Lorsqu’il rentre de son exil le 18 janvier dernier, quatre jours après la chute de Ben Ali, il annonce déjà sa candidature à la présidence de la République, geste qui ne surprend pas ceux qui connaisse Marzouki, un homme passionné et pressé. Peu après le résultat du vote le déclarant président "de la première république arabe libre[2] ", il a déclaré être "conscient  du volume de la confiance placée en sa personne par les Constituants et le peuple tunisien, considérant cette responsabilité comme étant "un rêve pour tout être humain" .

La Tunisie aujourd’hui libre de s’exprimer, n’est pas unanime face à cette élection présidentielle. Des éditorialistes, des personnalités politiques, de nombreux utilisateurs des réseaux sociaux[3] font remarquer le silence "éloquent" de Moncef Marzouki suite aux déclarations des dirigeants d’Ennahda relatives au califat ainsi que ses propos "très vagues", voire "diplomatiques" sur les agissements des salafistes à la faculté de lettres de l’Université de la Manouba[4] en vue d’imposer l’acceptation du voile intégral par les universitaires dans cet établissement. Cette attitude ne surprend pas de la part de celui qui, tout en étant militant convaincu des droits de l’Homme, considérait depuis longtemps qu’il fallait composer avec les islamistes.

Les longues heures de débat de ces derniers jours à l’ANC sur les attributions du président de la République que le parti Ennahda voulait limiter au point d’en faire un poste honorifique, n’ont pas altéré la confiance que Marzouki porte à la troïka. A la question d’un journaliste à propos des prérogatives que lui confère la projet de la "petite constitution" régissant le pouvoir présidentiel, il répond : "Je suis satisfait de tous les accords conclus par la coalition entre Ennahda, le CPR et Ettakatol, donc des prérogatives du président de la République"[5]. Le sera-il encore longtemps ?

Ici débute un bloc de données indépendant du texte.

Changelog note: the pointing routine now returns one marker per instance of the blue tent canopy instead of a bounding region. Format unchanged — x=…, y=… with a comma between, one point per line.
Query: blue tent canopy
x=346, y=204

Les militants de son parti qui vont choisir dans les prochains jours un nouveau dirigeant en remplacement de l’actuel, appelé dès demain à sa nouvelle fonction, entendent bien construire une Tunisie nouvelle démocratique et respectueuse des droits de l’Homme. L’ancien militant de la LTDH aura peut être plus tôt qu’il n’imagine, à choisir entre les principes qu’il a défendus avec acharnement depuis une trentaine d’années  et le silence, prix à payer pour garder le poste tant attendu.



[1] Bourguiba, libérateur de la Tunisie a été le premier président élu en 1957, alors très populaire. Ben Ali a été élu le 2 avril 1989 dans un climat de consensus politique qui allait  jusqu’au mouvement Ennahdha. Foued Mebazaa, ancien président de l’Assemblée Nationale exerce la fonction de président de la République par intérim depuis le 15 janvier 2011.

[2] Titre de sa page Facebook.

[3] La Tunisie compte deux millions et demi d’utilisateurs de Facebook.

[4] Dernièrement, Habib Kasdaghli, doyen de la Faculté de Lettres de la Manouba a été séquestré une journée par des salafistes étrangers à l’établissement qui refusent actuellement de quitter les locaux de l’université.